No wonder that people run away to sea,
he thought, with a small sense of longing. To slough off the small cares of daily life and escape the demands of a life unwanted. Nothing but miles of boundless water, boundless sky.

And bad food, seasickness, and the chance of being killed at any moment by pirates, rogue whales, or, much more likely, the weather.

The thought of rogue whales made him laugh and the thought of food, bad or not, reminded him that he was starving.

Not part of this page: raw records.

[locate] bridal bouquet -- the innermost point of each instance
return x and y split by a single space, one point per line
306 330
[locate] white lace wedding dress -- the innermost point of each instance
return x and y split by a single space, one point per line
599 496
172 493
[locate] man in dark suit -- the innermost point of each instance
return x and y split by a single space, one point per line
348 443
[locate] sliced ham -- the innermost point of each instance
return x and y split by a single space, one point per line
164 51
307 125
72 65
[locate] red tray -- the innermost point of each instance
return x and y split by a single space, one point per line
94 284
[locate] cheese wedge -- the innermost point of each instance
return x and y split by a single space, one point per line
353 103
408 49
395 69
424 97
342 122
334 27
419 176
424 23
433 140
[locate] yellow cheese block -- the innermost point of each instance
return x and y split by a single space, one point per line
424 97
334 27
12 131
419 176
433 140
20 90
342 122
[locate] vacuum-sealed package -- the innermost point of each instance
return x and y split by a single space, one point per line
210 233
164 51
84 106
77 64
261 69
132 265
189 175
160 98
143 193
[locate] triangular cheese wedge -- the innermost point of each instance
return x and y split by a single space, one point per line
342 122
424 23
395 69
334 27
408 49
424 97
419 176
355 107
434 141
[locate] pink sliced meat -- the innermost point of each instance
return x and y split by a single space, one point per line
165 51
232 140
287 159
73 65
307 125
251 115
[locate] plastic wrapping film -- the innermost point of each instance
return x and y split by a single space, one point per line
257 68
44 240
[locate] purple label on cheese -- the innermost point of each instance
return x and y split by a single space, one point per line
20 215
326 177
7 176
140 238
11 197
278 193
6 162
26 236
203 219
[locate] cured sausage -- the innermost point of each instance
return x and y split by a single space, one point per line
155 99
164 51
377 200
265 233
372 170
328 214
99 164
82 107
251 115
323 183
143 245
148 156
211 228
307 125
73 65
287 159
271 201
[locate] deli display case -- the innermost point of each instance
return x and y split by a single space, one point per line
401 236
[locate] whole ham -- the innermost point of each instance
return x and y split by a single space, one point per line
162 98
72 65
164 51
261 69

Turning to go, he discovered that while he had stood there vegetating, a large bull alligator had crawled out of the shrubbery behind him and was reposing about four feet away. He shrieked, and the reptile, startled and indignant, opened a horrifying set of jaws and made a noise between a growl and an enormous belch.

He had no idea exactly how he’d done it, but when he stopped, panting and drenched with sweat, he was in the middle of the army camp. Heart still pounding, he made his way through the neat aisles of tents, feeling once more safe amid the normal noises of a camp settling toward supper, the air thick with the smells of wood fire, hot earth from the camp kitchens, grilling meat, and simmering stew.

He was ravenous by the time he reached Papa’s house, though at this time of summer, it would be broad daylight for another hour at least. He assumed that Trevor would be abed, sunlight notwithstanding, and so walked as quietly as he could, using the damp grass beside the brick walk.

As Trevor—and necessarily Trevor’s mother—was in his mind, he glanced round the side of the house and discovered that the bench in the grape arbor was occupied, all right, but not by Amaranthus, with or without baby attached.

“Guillaume!”
John Cinnamon spotted him and erupted from the leafy bower with such force as to scatter leaves and stray grapes across the gravel.

“John! How did it go?” He could see Cinnamon’s broad face, shining with joy, and his inner organs shriveled. Had Papa accepted John Cinnamon as his son?